Amazon has released a shortlist for its much-anticipated second headquarters, with New York City and Newark, New Jersey, among the 20 locations that made the cut.

The company announced in September it is on the hunt for a second location to complement its expanding presence in Seattle, where it already has 40,000 employees across 8.1M SF of office space.

Dubbed HQ2, the new digs will cost approximately $5M to build and run, and would bring in around 50,000 jobs in 8M SF of office space. Following the announcement last fall, city officials and politicians in the United States, Canada and Mexico went into a frenzy trying to woo the retail giant as part of a public competition. 

In total, Amazon received 238 applications bidding for the new site. In its official NYC application, the Economic Development Corp. pitched four separate neighborhoods that could house the new campus — Midtown West/Hudson Yards, Long Island City, Brooklyn's Tech Triangle and the area around the World Trade Center.

NYC lit up landmarks like the Empire State Building and One World Trade Center in Amazon’s signature color of orange.

Newark offered maybe the most generous incentive package of any city in the competition, announcing $7B in state tax breaks would be on the table if the company chose to go there.

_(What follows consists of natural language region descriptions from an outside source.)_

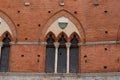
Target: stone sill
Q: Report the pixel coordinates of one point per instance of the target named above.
(60, 74)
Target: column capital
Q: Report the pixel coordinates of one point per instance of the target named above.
(1, 44)
(56, 44)
(68, 44)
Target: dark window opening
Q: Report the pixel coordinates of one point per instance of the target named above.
(5, 54)
(62, 55)
(50, 54)
(74, 50)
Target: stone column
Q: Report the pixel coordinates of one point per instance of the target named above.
(1, 44)
(56, 44)
(68, 56)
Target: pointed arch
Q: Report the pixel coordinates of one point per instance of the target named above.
(11, 25)
(68, 15)
(52, 34)
(9, 35)
(62, 34)
(74, 34)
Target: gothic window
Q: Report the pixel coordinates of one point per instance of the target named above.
(50, 54)
(62, 56)
(74, 50)
(5, 54)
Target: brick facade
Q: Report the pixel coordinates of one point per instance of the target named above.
(96, 23)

Mayor Bill de Blasio wrote to Amazon CEO Jeff Bezos, stating that NYC is “the global capital of commerce, culture and Innovation” and “the safest big city in America, an open city that welcomes people from every corner of the country and the globe."

While the there were no specific subsidy offers made public, the state reportedly created an incentive package to offer. However, real estate heavyweights are skeptical of NYC’s ability to win Amazon over.

Speaking at the NYU Schack Institute’s annual conference in November, Related Cos. CEO Jeff Blau reportedly said that Washington, D.C., Boston and Chicago are far more likely contenders than NYC to house HQ2.

“I don’t think New York has a chance,” Related Chairman Stephen Ross agreed. “Other cities, it’s important to them and they’re offering incentives like you wouldn’t believe.”

Still, a study from Reis Inc. released in November put the city at the top of the list of possible locations, mainly because of the city’s access to public transportation.

Regardless, Amazon announced in September it will be taking 360K SF at Brookfield Property Partners' 5 Manhattan West in a 15-year lease deal. It also agreed to occupy more than 120K SF in a WeWork at 2 Herald Square in late 2017.